Кондакову стало неловко, и он перестал возиться с воротом гимнастерки. Как-никак Кондаков был инженером, человеком с высшим, пусть техническим образованием.
— Садитесь. Расскажите, в чем дело.
Я сел и рассказал.
— Если все так, как вы говорите, я обещаю вам уволить вас, как только вернусь в управление. Дней через десять.
И Кондаков записал в крошечную книжечку мою фамилию.
Через десять дней мне позвонили из управления — друзья позвонили, если у меня были там друзья. Или просто любопытные, зрители, а не актеры, которые спокойно много часов подряд, много лет следят, как рыба вырывается из дырявой верши, как лиса отгрызает лапу, чтобы уйти из капкана. Следят, не делая попытки ослабить капкан и выпустить лису. Просто — следят за борьбой зверя и человека.
Телефонограмма — из района в управление за мой собственный счет. Разрешение на такую телеграмму я вымолил у начальника района… Никакого ответа.
Колымская зима наступила.
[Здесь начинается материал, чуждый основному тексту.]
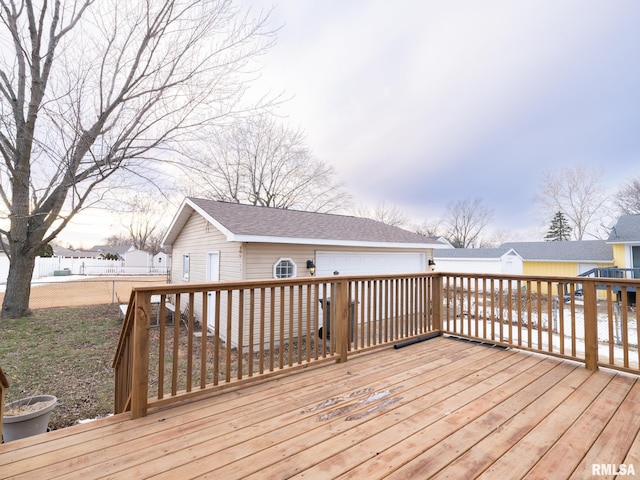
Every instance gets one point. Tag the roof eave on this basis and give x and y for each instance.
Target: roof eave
(328, 242)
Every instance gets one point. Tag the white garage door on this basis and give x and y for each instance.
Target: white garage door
(350, 263)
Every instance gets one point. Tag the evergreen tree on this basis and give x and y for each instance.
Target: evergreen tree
(560, 230)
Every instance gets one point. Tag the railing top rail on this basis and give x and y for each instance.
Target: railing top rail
(547, 278)
(245, 284)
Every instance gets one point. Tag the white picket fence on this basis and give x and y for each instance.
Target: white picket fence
(60, 266)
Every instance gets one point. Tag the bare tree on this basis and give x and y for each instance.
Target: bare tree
(91, 91)
(143, 215)
(259, 161)
(429, 228)
(465, 220)
(628, 198)
(578, 194)
(382, 212)
(118, 240)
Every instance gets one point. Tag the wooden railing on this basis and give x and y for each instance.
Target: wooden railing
(4, 386)
(192, 338)
(591, 320)
(226, 333)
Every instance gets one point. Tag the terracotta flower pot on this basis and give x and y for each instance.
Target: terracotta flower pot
(32, 421)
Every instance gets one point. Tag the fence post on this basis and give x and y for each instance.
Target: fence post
(140, 368)
(590, 299)
(436, 302)
(343, 320)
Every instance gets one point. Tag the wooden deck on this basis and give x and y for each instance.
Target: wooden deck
(438, 409)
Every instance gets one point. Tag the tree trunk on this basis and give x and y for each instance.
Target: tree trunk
(16, 297)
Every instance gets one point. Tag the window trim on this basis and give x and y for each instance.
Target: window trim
(186, 267)
(294, 268)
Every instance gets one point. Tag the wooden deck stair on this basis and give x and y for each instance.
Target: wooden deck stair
(436, 409)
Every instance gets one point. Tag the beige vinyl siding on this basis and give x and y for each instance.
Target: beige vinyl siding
(198, 238)
(620, 256)
(260, 258)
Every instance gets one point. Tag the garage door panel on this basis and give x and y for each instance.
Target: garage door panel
(375, 263)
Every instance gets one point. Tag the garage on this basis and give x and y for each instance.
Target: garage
(369, 263)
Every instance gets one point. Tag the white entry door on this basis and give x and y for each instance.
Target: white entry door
(212, 275)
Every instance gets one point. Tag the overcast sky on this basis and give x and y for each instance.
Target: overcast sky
(418, 103)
Лед затянул ручьи, и только кое-где на быстринах текла, бежала, жила вода, дымящаяся, как паровозный пар.
Нужно было спешить, спешить.
— Я отправляю тяжелобольного в управление, — доложил я начальнику. У больного был разыгравшийся язвенный стоматит на почве недоедания, авитаминоза, язвенный стоматит, который так легко смешать с дифтерией. На такие отправки мы имели право; более того — обязаны были отправлять. По приказу, по закону, по совести.
— А кто будет сопровождать?
— Я.
— Сам?
— Да. На неделю закроем медпункт.
Такие случаи бывали и раньше, и начальник об этом знал.
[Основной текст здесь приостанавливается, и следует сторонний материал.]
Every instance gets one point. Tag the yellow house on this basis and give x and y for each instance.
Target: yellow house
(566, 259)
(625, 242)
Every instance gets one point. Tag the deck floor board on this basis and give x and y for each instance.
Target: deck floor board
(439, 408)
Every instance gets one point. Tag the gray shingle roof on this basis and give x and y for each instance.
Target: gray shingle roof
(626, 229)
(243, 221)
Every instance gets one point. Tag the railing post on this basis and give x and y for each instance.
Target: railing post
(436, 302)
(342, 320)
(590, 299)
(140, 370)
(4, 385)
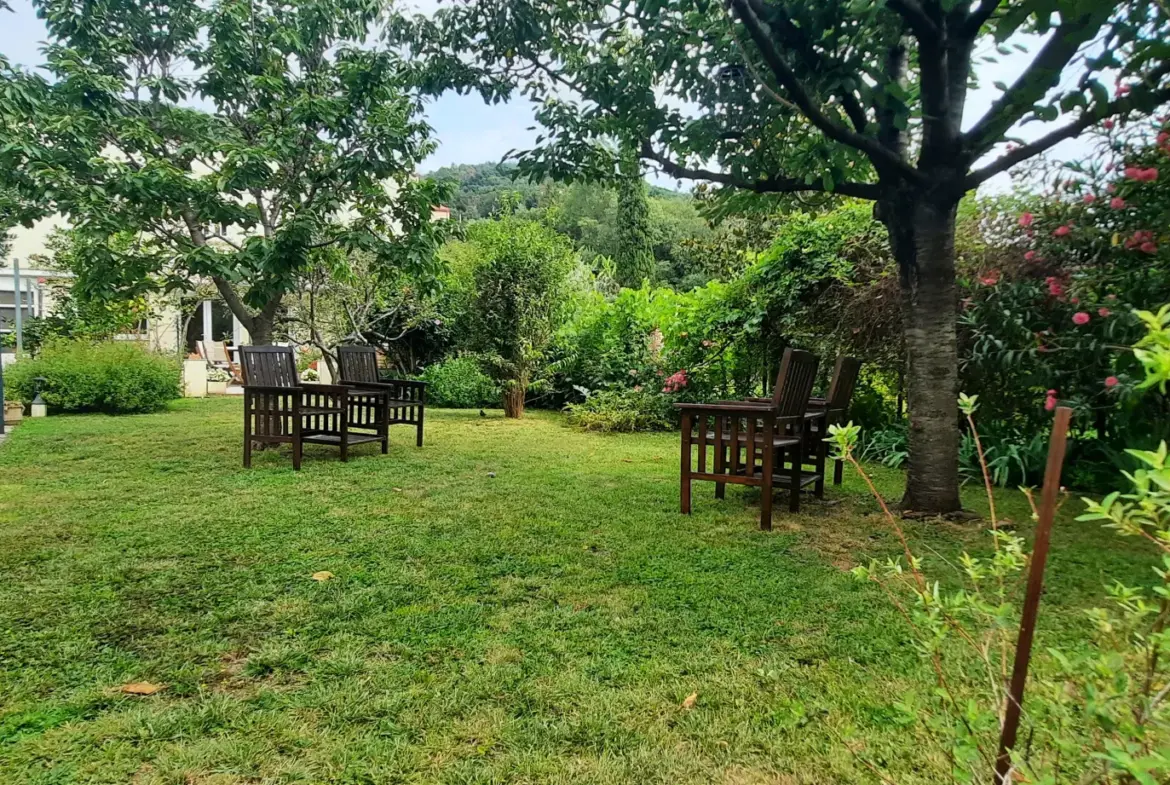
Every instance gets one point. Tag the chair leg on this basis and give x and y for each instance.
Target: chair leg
(765, 490)
(685, 467)
(795, 479)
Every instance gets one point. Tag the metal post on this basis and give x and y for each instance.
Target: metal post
(1047, 511)
(20, 319)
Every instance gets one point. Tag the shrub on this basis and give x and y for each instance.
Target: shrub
(459, 383)
(115, 377)
(623, 411)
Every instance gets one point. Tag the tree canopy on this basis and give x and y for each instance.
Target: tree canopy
(238, 137)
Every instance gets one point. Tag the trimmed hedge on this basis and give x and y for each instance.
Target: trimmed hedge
(111, 377)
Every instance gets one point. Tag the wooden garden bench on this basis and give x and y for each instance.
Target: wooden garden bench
(405, 399)
(748, 442)
(280, 408)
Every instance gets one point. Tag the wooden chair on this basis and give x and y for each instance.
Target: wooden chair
(217, 355)
(749, 441)
(405, 399)
(280, 408)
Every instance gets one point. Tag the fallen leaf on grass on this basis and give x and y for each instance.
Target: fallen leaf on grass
(139, 688)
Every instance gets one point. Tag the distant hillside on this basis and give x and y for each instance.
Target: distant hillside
(479, 187)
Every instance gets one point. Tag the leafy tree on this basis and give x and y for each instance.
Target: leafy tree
(520, 287)
(634, 254)
(861, 98)
(238, 137)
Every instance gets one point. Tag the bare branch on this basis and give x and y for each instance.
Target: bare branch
(1142, 98)
(1040, 76)
(921, 25)
(766, 185)
(880, 156)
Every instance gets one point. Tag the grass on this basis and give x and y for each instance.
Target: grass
(543, 625)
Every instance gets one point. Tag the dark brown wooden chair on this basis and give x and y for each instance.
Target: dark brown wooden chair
(280, 408)
(405, 400)
(748, 442)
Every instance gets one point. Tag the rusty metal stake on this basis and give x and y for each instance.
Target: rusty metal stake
(1047, 511)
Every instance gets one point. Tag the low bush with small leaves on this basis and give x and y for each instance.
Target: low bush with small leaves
(460, 383)
(111, 377)
(623, 411)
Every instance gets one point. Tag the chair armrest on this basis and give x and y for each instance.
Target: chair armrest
(314, 387)
(727, 406)
(272, 388)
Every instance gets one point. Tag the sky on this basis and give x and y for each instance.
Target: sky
(469, 131)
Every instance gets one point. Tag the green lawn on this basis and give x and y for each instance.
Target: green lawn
(544, 625)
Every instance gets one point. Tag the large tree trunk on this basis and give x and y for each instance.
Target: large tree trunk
(922, 236)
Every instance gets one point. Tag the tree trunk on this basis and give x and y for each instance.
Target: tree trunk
(922, 236)
(514, 399)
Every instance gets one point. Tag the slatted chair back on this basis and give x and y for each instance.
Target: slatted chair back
(358, 364)
(845, 379)
(793, 383)
(269, 366)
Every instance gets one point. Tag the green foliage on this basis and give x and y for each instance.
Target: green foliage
(518, 294)
(634, 255)
(623, 411)
(82, 376)
(460, 383)
(281, 135)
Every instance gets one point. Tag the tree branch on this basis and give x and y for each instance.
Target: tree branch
(921, 25)
(880, 156)
(766, 185)
(1040, 76)
(1140, 98)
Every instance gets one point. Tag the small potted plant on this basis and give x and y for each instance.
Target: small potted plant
(217, 381)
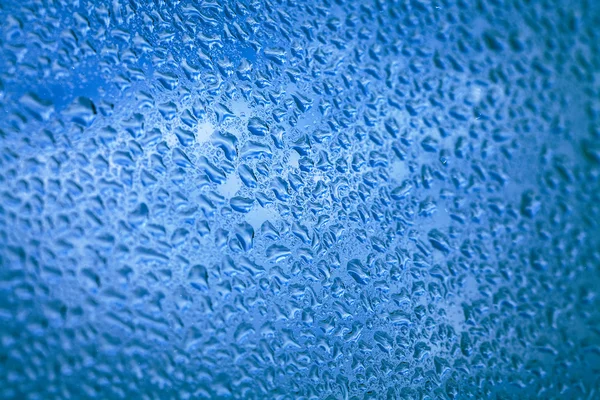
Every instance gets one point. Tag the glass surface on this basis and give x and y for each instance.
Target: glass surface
(299, 200)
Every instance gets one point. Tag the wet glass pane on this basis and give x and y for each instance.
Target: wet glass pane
(274, 199)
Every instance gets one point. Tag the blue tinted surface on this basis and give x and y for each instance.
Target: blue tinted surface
(299, 200)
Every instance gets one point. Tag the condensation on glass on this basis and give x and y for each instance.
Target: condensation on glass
(299, 199)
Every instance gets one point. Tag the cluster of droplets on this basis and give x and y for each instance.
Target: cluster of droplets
(273, 199)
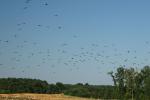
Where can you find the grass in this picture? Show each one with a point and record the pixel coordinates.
(30, 96)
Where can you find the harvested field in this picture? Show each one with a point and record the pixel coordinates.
(30, 96)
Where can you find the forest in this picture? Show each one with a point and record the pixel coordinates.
(129, 83)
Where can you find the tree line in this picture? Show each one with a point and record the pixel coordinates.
(129, 83)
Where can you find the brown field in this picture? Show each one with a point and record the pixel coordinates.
(29, 96)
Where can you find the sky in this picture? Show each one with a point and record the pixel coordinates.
(73, 41)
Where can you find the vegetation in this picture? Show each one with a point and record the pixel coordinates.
(129, 83)
(132, 84)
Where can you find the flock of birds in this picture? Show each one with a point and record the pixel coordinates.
(62, 56)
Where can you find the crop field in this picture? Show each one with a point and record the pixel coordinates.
(30, 96)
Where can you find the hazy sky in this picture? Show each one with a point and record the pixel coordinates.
(73, 41)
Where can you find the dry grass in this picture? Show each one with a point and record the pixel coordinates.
(30, 96)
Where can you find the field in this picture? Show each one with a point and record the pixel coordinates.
(27, 96)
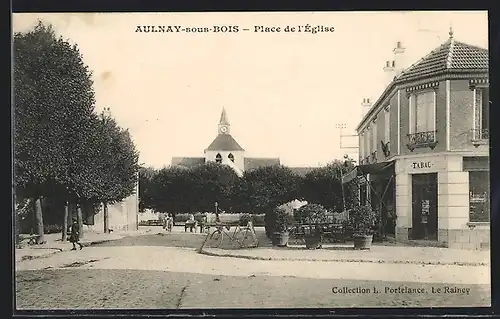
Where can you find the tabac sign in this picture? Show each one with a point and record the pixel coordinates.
(425, 165)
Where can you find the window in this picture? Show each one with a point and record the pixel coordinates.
(362, 145)
(479, 191)
(387, 125)
(481, 113)
(423, 113)
(368, 145)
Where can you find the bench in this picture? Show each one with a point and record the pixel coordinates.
(191, 225)
(31, 239)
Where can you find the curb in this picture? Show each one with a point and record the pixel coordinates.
(60, 250)
(345, 260)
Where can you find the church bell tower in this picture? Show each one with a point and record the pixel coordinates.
(224, 123)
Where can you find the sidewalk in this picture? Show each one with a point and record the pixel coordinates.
(377, 254)
(55, 245)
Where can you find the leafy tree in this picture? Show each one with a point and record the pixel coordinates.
(215, 182)
(111, 172)
(172, 190)
(265, 188)
(146, 187)
(53, 101)
(323, 185)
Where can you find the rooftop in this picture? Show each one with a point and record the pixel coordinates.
(450, 56)
(224, 142)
— Я опись составлю. Во избежание кражи. И шкаф под пломбу уполномоченного.
— Вот это правильно. — Начальник успокоился.
Мы выехали на попутных, замерзали, отогреваясь через каждые тридцать километров — и на третьи сутки, еще засветло, добрались до управления в желто-белой дневной колымской мгле.
Первый человек, которого я увидел — был фельдшер Цапко, начальник санотдела.
— Привез тяжелобольного, — доложил я, но Цапко смотрел не на больного, а на чемоданы — у меня были даже чемоданы — фанерные, самодельные, где были книги, дешевый мой костюм бумажный, белье, подушка, одеяло… Цапко все понял.
— Без начальника разрешения на отъезд не даю.
Пошли к начальнику. Это был маленький начальник, по сравнению с инженер-полковником Кондаковым. По нетвердости его тона, неуверенности ответов я понял, что пришли какие-то новые приказы, новые «разъяснения»…
— Не хочешь остаться еще на зиму? — Был конец октября. Зима была уже в разгаре.
— Нет.
— Ну что ж. Раз не хочет, не держите…
— Слушаюсь, товарищ начальник! Цапко вытянулся перед начальником лагеря, щелкнул каблуками, и мы вышли в грязный коридор.
— Ну так вот, — с удовольствием сказал Цапко. — Ты добился всего, чего хотел. Мы тебя увольняем на все четыре стороны. На материк поедешь. На твое место назначен фельдшер Новиков. Он, как и я с фронта, с войны. Поедете с ним назад к тебе — там все сдашь по всей форме, и тогда приезжай за расчетом.